Sometimes even the best intentions can have serious drawbacks.
The N.C. Board of Community Colleges’ amendment to its “Admission to Colleges” policy may be intended to keep students safe, but the amendment is too vague and, even more importantly, could pose legal challenges for the system.
The amendment, which goes into effect April 1, allows campus officials at North Carolina’s 58 community colleges to deny admission to any applicant that they deem a potential threat to campus security.
The policy states that community colleges can refuse admission to any applicant who poses a “health or safety threat.” What the board considers a “threat” is up for debate.
The policy allows each college campus to determine what constitutes a threat, which could lead to inconsistent or even arbitrary enforcement of the amendment.
Having to provide a detailed rationale for denying admission and even offering an appeals process doesn’t change the fact that students could be denied admission simply because of a benign mental disability.

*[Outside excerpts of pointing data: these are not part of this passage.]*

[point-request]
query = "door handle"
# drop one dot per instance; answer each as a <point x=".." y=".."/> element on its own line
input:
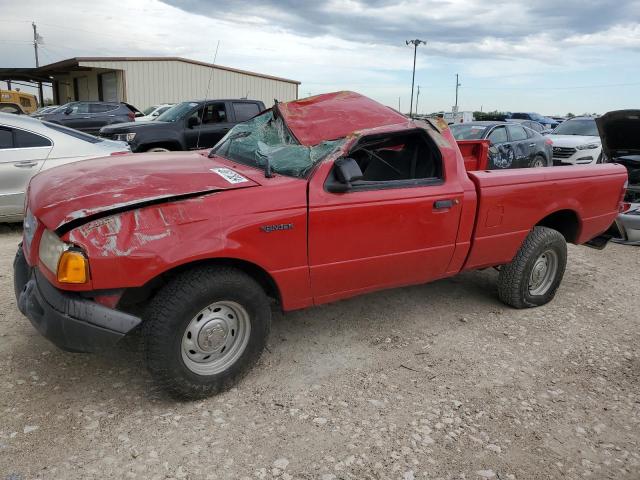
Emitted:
<point x="25" y="164"/>
<point x="443" y="204"/>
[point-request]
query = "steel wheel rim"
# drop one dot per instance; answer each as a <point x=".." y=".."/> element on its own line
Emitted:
<point x="543" y="273"/>
<point x="215" y="338"/>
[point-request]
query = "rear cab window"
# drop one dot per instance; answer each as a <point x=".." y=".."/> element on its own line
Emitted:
<point x="245" y="110"/>
<point x="517" y="133"/>
<point x="102" y="107"/>
<point x="498" y="135"/>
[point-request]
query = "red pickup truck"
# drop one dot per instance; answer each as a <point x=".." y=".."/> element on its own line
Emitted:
<point x="310" y="202"/>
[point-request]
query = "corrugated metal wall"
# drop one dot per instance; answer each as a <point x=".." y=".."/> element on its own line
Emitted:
<point x="150" y="82"/>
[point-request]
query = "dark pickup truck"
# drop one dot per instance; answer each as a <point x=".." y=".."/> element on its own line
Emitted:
<point x="187" y="126"/>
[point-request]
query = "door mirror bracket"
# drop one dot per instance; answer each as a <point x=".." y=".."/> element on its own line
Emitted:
<point x="346" y="171"/>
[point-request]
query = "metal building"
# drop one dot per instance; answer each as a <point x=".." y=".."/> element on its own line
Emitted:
<point x="146" y="81"/>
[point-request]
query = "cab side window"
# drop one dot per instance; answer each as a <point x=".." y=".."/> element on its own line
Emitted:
<point x="397" y="159"/>
<point x="498" y="135"/>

This amendment could also lead to legal action on the basis of discrimination. It is dangerously preemptive to label somebody as a threat just by what is written on an application.
Denying an applicant because of a mental disability could also potentially violate federal laws such as the Americans with Disabilities Act, which requires state entities to give people with disabilities equal opportunities to services.
This decision was passed just two weeks after the Jan. 8 shooting in Arizona in which the suspect, Jared Loughner, appears to have been mentally unstable.